By day 3 still hospitalized now at UMC I was presented with a game plan of a 10 hour surgery and a long list of potential life threatening steps during the procedure. Surgery was scheduled and I was sent home for a few days. Through an unexpected series of events I was fortunate to consult with and become a patient at MD Anderson in Houston. The surgery was performed by Dr. Chris Woods who is a renowned renal specialist. Initially I did well.
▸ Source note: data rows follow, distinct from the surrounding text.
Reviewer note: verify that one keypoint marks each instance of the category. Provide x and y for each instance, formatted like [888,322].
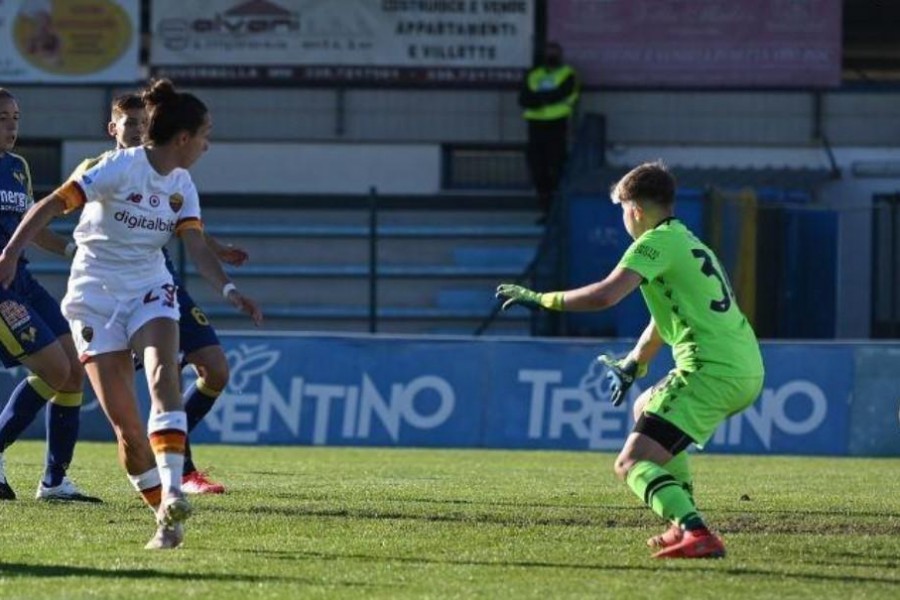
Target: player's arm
[227,253]
[595,296]
[211,270]
[35,220]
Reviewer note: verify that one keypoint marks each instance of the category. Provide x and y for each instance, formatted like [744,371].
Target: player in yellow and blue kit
[718,366]
[34,333]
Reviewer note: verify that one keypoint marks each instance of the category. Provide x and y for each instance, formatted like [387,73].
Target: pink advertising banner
[700,43]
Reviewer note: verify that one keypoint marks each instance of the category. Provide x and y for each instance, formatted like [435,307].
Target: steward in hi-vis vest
[548,96]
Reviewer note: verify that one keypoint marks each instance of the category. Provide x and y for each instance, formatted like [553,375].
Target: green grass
[389,523]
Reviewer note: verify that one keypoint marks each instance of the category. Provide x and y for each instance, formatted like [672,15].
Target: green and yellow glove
[516,294]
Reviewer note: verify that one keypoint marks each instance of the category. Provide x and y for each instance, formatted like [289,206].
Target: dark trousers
[546,156]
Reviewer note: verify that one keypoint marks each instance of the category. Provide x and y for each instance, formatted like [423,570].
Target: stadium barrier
[818,399]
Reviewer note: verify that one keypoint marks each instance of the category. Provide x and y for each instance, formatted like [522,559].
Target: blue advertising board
[489,393]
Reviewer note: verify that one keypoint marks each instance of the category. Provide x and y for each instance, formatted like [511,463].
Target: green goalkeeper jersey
[691,302]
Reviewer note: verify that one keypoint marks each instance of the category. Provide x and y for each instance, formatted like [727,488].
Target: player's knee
[58,376]
[214,372]
[76,376]
[622,465]
[131,436]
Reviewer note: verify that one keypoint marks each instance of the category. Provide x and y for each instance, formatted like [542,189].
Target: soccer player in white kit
[121,297]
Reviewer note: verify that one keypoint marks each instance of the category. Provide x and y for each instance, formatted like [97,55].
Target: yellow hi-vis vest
[540,79]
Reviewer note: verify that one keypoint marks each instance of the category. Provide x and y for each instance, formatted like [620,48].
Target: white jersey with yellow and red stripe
[129,213]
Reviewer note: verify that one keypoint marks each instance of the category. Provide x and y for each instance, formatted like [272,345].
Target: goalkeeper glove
[516,294]
[621,375]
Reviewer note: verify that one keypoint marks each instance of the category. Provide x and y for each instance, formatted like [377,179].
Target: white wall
[241,168]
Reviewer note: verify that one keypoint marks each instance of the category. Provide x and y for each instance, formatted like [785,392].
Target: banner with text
[490,393]
[701,43]
[450,42]
[52,41]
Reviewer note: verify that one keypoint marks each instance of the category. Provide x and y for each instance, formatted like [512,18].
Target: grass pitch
[390,523]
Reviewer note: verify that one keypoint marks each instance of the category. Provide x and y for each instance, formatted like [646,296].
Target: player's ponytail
[171,111]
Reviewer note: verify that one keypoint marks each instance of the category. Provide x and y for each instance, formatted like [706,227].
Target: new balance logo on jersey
[141,222]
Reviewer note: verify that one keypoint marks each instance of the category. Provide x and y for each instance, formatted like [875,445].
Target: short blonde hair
[649,182]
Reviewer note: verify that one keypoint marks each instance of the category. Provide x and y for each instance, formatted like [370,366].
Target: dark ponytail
[171,111]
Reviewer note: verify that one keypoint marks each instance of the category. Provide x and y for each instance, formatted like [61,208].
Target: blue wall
[824,399]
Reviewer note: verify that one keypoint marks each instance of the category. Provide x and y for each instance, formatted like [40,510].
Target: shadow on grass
[606,517]
[658,568]
[8,569]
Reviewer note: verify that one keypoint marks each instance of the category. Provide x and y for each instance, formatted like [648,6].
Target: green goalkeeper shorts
[697,403]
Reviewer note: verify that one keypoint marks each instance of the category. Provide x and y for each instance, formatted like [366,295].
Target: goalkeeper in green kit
[718,367]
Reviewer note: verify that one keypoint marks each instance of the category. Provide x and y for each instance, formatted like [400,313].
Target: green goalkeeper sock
[680,469]
[662,492]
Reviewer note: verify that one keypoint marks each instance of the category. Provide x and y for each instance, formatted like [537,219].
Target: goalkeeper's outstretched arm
[595,296]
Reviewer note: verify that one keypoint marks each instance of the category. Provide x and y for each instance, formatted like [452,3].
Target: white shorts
[101,322]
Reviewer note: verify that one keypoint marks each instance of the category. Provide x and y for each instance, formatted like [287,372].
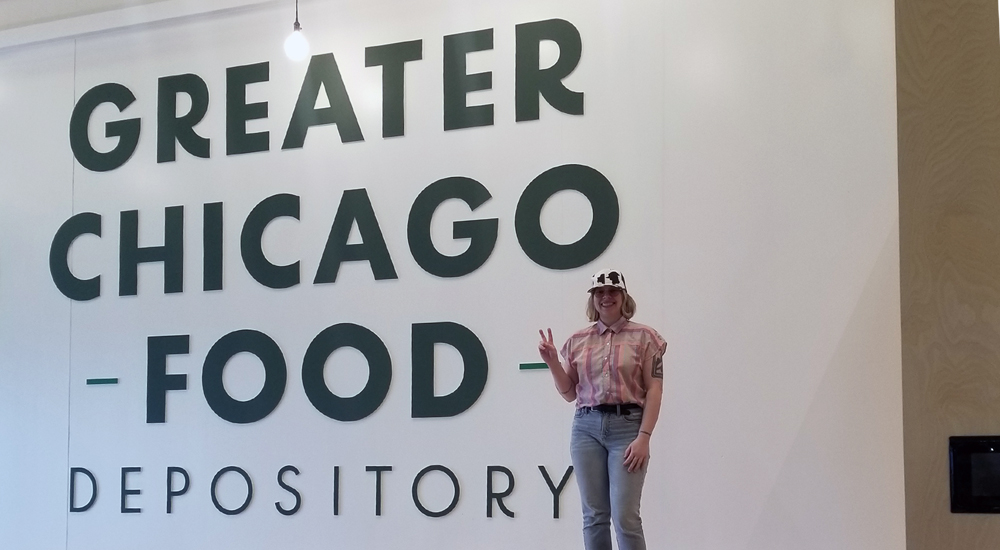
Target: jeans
[608,491]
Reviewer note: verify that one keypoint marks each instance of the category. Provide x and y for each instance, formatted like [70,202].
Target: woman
[613,369]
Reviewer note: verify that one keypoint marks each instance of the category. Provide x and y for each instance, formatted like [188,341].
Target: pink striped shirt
[609,361]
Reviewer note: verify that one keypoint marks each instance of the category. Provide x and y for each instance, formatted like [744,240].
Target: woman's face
[608,302]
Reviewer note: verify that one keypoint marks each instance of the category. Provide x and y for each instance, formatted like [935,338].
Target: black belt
[619,409]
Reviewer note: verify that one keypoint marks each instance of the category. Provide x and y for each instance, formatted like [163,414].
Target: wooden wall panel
[948,101]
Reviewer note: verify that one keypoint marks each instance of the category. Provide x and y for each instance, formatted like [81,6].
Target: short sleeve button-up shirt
[609,361]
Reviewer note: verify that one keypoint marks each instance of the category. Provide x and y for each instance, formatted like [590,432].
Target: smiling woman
[614,371]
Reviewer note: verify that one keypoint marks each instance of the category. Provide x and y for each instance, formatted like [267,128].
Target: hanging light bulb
[296,45]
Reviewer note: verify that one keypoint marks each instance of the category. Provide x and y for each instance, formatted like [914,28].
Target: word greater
[178,483]
[530,83]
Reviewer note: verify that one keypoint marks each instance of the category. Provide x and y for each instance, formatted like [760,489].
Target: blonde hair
[628,306]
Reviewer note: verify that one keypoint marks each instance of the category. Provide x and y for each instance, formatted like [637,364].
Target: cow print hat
[608,277]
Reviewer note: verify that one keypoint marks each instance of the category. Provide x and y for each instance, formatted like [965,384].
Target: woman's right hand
[547,349]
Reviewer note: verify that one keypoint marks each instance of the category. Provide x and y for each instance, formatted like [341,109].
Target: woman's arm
[564,378]
[637,453]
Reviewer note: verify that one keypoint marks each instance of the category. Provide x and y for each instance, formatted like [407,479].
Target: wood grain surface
[948,102]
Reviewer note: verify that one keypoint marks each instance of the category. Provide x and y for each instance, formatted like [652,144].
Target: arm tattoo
[658,368]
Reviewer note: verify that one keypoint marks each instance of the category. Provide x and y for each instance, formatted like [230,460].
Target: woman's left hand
[637,453]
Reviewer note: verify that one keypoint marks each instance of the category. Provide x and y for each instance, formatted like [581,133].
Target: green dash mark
[533,366]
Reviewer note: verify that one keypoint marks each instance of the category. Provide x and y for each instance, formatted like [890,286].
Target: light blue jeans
[608,492]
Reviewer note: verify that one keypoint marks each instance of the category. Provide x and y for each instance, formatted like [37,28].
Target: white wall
[752,149]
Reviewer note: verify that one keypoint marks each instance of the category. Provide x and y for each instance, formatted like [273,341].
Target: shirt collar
[615,328]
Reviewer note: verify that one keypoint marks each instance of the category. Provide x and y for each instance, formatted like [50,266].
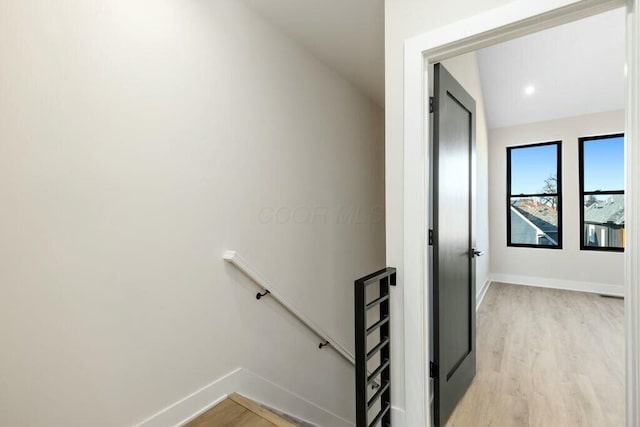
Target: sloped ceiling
[575,69]
[347,35]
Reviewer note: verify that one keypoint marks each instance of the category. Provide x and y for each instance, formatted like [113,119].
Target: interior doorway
[505,23]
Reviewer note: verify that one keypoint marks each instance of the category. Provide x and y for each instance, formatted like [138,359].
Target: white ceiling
[347,35]
[576,69]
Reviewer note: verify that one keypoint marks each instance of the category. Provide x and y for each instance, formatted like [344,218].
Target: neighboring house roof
[542,216]
[610,210]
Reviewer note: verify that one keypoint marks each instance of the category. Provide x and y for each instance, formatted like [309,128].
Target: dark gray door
[454,293]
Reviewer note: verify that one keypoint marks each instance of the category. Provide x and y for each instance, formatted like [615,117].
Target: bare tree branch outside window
[550,187]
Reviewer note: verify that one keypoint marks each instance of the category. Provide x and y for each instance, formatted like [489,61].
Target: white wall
[138,141]
[405,19]
[569,266]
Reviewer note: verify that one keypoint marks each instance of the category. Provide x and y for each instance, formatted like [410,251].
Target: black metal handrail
[372,315]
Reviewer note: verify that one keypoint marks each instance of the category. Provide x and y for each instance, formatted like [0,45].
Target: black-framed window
[602,192]
[534,195]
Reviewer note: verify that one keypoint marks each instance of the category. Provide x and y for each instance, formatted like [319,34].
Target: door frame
[503,23]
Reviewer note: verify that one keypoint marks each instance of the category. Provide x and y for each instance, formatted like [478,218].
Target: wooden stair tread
[260,411]
[238,411]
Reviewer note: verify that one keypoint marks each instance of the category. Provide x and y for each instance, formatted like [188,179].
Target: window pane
[604,164]
[534,169]
[534,221]
[604,221]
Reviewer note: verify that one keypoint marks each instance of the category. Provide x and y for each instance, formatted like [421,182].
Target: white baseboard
[482,293]
[252,386]
[569,285]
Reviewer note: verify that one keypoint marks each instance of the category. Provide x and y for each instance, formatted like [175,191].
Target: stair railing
[269,289]
[373,347]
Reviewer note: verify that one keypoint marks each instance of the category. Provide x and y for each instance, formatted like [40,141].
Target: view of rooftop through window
[534,196]
[602,192]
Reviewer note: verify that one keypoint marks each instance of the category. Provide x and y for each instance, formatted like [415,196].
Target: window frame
[583,193]
[558,194]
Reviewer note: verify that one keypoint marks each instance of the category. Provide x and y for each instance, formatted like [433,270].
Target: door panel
[454,272]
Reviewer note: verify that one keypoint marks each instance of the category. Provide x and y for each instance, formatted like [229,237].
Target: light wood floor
[546,358]
[238,411]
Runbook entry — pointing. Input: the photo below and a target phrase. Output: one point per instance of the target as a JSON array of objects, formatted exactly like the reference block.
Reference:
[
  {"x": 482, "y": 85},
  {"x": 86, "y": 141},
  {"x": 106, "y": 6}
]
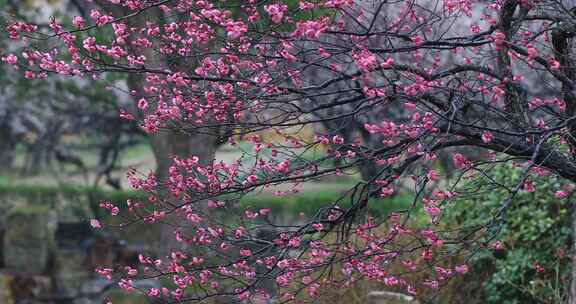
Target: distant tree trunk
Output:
[
  {"x": 7, "y": 150},
  {"x": 572, "y": 291}
]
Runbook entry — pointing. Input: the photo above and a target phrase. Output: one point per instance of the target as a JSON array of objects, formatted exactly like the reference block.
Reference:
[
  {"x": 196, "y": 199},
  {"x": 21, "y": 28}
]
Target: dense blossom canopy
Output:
[{"x": 386, "y": 85}]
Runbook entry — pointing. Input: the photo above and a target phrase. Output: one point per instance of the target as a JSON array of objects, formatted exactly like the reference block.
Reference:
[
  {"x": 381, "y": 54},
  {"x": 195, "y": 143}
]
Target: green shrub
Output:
[{"x": 535, "y": 231}]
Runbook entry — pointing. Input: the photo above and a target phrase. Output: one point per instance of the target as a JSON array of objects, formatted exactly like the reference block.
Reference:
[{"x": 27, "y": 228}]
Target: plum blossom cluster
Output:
[{"x": 386, "y": 98}]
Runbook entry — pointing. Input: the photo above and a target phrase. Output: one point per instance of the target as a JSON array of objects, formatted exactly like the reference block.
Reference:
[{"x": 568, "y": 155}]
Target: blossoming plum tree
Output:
[{"x": 413, "y": 77}]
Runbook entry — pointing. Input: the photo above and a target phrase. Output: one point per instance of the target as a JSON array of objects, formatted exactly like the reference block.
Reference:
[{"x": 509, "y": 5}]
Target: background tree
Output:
[{"x": 266, "y": 65}]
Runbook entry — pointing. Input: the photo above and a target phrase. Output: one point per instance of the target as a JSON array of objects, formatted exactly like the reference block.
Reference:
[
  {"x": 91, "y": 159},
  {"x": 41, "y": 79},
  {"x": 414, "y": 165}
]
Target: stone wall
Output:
[{"x": 48, "y": 251}]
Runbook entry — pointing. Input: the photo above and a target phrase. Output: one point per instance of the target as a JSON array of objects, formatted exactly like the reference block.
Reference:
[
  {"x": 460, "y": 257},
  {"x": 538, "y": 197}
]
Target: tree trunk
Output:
[
  {"x": 572, "y": 292},
  {"x": 7, "y": 150}
]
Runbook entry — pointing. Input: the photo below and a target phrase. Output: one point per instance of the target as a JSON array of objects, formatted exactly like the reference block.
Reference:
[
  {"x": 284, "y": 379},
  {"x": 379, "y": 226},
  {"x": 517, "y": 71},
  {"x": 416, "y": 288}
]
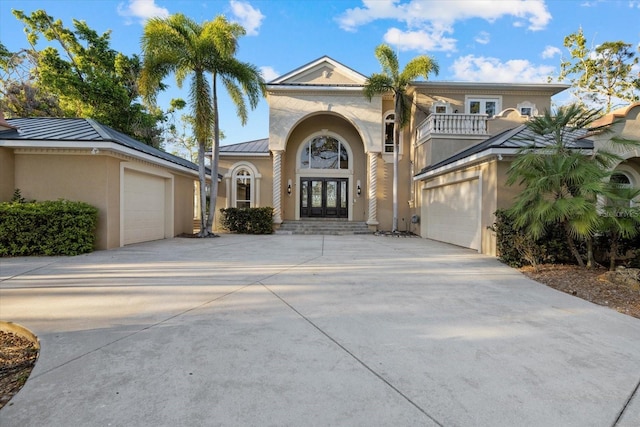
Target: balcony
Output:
[{"x": 452, "y": 124}]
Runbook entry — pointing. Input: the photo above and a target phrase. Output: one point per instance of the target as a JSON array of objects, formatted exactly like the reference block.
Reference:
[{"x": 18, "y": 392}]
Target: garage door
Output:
[
  {"x": 451, "y": 213},
  {"x": 144, "y": 207}
]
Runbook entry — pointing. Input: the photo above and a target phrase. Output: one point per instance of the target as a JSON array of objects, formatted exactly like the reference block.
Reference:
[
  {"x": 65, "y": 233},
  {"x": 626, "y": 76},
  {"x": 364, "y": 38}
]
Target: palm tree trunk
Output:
[
  {"x": 396, "y": 149},
  {"x": 215, "y": 149},
  {"x": 572, "y": 245},
  {"x": 613, "y": 252},
  {"x": 203, "y": 189}
]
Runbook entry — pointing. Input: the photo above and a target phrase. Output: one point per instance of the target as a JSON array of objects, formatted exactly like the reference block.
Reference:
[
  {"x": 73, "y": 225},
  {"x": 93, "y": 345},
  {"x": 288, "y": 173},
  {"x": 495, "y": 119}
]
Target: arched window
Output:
[
  {"x": 243, "y": 188},
  {"x": 623, "y": 182},
  {"x": 620, "y": 180},
  {"x": 388, "y": 133},
  {"x": 324, "y": 152}
]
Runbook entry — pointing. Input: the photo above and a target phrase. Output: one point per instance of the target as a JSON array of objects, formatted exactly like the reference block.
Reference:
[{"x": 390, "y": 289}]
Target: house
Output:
[
  {"x": 141, "y": 193},
  {"x": 329, "y": 154}
]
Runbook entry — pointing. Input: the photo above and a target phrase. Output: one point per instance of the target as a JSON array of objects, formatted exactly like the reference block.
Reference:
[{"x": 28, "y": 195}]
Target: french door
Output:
[{"x": 323, "y": 197}]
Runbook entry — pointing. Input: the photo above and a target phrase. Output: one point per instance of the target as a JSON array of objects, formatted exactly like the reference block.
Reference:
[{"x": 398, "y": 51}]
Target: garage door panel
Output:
[
  {"x": 144, "y": 207},
  {"x": 451, "y": 213}
]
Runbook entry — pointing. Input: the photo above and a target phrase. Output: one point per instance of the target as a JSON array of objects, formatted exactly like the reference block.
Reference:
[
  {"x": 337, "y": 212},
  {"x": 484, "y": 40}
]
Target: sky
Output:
[{"x": 471, "y": 40}]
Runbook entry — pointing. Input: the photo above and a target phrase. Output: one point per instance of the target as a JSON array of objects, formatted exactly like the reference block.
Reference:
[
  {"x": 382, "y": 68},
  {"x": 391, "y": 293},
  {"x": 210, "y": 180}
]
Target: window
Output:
[
  {"x": 488, "y": 106},
  {"x": 242, "y": 186},
  {"x": 388, "y": 133},
  {"x": 527, "y": 109},
  {"x": 324, "y": 152},
  {"x": 623, "y": 182}
]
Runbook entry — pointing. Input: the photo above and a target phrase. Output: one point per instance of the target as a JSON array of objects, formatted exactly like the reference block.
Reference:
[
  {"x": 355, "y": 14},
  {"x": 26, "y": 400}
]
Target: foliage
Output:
[
  {"x": 81, "y": 77},
  {"x": 391, "y": 79},
  {"x": 601, "y": 75},
  {"x": 248, "y": 220},
  {"x": 180, "y": 46},
  {"x": 47, "y": 228},
  {"x": 620, "y": 220},
  {"x": 517, "y": 248},
  {"x": 21, "y": 95},
  {"x": 562, "y": 182}
]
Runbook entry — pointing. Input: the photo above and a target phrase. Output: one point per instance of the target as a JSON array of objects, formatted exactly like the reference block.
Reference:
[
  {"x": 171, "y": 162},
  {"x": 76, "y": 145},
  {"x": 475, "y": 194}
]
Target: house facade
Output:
[
  {"x": 141, "y": 193},
  {"x": 329, "y": 154}
]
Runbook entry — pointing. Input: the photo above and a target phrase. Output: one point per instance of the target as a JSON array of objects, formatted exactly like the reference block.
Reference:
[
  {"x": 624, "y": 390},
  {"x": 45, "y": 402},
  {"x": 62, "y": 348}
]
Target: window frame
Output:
[{"x": 483, "y": 99}]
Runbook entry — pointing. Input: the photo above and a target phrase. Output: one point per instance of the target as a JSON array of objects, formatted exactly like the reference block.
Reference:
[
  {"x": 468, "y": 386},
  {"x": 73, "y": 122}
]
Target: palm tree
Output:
[
  {"x": 562, "y": 182},
  {"x": 180, "y": 46},
  {"x": 392, "y": 80}
]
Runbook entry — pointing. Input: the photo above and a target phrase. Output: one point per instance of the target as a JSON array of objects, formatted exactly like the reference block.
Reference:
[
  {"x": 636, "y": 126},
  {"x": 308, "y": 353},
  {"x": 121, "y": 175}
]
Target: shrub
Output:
[
  {"x": 47, "y": 228},
  {"x": 517, "y": 248},
  {"x": 248, "y": 220}
]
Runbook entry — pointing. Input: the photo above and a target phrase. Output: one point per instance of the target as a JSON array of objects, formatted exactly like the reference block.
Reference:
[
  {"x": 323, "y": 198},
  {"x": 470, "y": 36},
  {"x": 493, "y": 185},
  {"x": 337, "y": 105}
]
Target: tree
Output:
[
  {"x": 85, "y": 76},
  {"x": 600, "y": 75},
  {"x": 391, "y": 79},
  {"x": 562, "y": 182},
  {"x": 21, "y": 96},
  {"x": 620, "y": 218},
  {"x": 179, "y": 45}
]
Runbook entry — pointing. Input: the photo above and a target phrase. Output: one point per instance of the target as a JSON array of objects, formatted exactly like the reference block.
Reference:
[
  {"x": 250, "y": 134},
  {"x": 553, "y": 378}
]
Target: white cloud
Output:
[
  {"x": 483, "y": 37},
  {"x": 268, "y": 73},
  {"x": 142, "y": 9},
  {"x": 433, "y": 19},
  {"x": 419, "y": 40},
  {"x": 550, "y": 52},
  {"x": 482, "y": 69},
  {"x": 249, "y": 17}
]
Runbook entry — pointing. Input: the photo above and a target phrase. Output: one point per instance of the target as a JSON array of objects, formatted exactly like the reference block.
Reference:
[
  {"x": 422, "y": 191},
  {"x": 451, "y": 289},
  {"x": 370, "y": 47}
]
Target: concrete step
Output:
[{"x": 326, "y": 227}]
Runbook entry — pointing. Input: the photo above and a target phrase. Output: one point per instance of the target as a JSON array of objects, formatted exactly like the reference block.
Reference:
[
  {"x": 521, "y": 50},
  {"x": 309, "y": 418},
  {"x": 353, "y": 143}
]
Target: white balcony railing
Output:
[{"x": 453, "y": 124}]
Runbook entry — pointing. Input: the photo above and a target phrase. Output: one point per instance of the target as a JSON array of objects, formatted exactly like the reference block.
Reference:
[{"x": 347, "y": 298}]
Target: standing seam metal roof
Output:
[
  {"x": 65, "y": 129},
  {"x": 516, "y": 138}
]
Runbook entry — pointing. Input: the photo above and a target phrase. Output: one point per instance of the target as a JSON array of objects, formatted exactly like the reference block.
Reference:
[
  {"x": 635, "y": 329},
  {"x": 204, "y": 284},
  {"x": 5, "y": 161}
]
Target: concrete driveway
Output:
[{"x": 312, "y": 330}]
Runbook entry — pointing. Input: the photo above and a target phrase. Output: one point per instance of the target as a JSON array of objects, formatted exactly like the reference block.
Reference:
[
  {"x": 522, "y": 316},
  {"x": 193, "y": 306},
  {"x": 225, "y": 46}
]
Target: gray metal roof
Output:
[
  {"x": 516, "y": 138},
  {"x": 65, "y": 129},
  {"x": 259, "y": 146}
]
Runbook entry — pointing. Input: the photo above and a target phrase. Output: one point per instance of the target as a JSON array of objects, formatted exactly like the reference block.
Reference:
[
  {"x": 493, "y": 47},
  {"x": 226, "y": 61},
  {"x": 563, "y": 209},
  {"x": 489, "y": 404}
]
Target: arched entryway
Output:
[
  {"x": 324, "y": 170},
  {"x": 324, "y": 174}
]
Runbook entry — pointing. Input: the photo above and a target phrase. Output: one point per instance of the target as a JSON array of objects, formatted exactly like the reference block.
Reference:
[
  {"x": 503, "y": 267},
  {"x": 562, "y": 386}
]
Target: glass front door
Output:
[{"x": 323, "y": 197}]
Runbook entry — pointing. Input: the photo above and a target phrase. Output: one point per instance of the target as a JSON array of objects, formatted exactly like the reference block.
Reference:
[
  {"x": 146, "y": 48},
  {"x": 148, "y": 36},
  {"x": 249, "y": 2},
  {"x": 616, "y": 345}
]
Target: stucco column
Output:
[
  {"x": 373, "y": 189},
  {"x": 277, "y": 186}
]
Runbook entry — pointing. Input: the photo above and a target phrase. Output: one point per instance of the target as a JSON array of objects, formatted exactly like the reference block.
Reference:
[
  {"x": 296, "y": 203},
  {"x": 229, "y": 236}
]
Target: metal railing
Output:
[{"x": 453, "y": 124}]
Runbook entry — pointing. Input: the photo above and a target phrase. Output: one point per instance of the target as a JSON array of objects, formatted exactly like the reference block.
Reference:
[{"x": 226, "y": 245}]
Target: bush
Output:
[
  {"x": 47, "y": 228},
  {"x": 248, "y": 220},
  {"x": 517, "y": 248}
]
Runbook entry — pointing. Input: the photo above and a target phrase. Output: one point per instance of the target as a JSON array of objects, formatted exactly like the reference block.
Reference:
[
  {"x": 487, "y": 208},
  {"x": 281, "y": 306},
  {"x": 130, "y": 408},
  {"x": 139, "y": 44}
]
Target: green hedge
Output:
[
  {"x": 248, "y": 220},
  {"x": 47, "y": 228},
  {"x": 517, "y": 248}
]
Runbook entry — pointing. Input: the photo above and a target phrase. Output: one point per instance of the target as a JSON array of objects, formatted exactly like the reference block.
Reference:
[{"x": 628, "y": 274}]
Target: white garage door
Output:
[
  {"x": 451, "y": 213},
  {"x": 144, "y": 207}
]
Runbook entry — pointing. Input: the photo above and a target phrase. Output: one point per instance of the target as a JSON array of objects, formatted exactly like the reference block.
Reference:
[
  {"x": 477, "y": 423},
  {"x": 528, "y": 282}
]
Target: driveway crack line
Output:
[
  {"x": 354, "y": 357},
  {"x": 626, "y": 405}
]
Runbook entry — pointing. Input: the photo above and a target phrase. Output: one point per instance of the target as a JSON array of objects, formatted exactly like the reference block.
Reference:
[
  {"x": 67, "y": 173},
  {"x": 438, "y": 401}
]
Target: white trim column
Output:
[
  {"x": 277, "y": 186},
  {"x": 373, "y": 189}
]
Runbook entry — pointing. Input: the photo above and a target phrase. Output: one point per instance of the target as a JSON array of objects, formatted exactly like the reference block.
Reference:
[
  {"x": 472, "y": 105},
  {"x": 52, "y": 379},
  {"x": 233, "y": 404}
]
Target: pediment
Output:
[{"x": 324, "y": 71}]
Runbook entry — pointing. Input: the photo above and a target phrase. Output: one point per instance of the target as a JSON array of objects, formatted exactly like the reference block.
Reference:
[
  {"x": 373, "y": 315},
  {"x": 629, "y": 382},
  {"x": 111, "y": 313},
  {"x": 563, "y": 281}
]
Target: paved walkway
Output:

However there were subsequent complications that kept me hospitalized for a month and once home I remained on IV feeding for another 3 weeks. The pathology showed that the cancer had already spread to the lymph nodes and though many were resected this placed in me a Stage IV status.
Since there is no chemo, radiation or any other treatment available I was advised that the standard of care was “watch and wait”. However I was classified as a high risk/high surveillance patient and encouraged to participate in a clinical trial - it was the only “game in town” as far as I could discern so I went for it. What is known but not understood completely about RCC is the paramount role that the immune system plays in the progression of the disease. As soon as I was marginally functioning I began researching the allopathic and complementary medicine protocols to protect the immune system.
The journey seeking potential life extending practices has taken me from Houston, Texas to Washington D.C. to Lennox, Massachusetts to Chicago, Illinois to Bolinas, California and back. Only after the study ended and my fear of being “drugless” sent to me 2nd , third and fourth opinions did I fully understand that the whole experience was really for science not for me personally and that in fact it could have been raising my risk of an even more virulent recurrence.
As of this January I have been fortunate to be in the 20% of RCC patients who survive 24 months without discernable additional metastasis.Having made this group my goal is to be in the even smaller number of patients who are alive 5 years after diagnosis.
I am hopeful science can discover a cure or longer term management alchemy in time for me.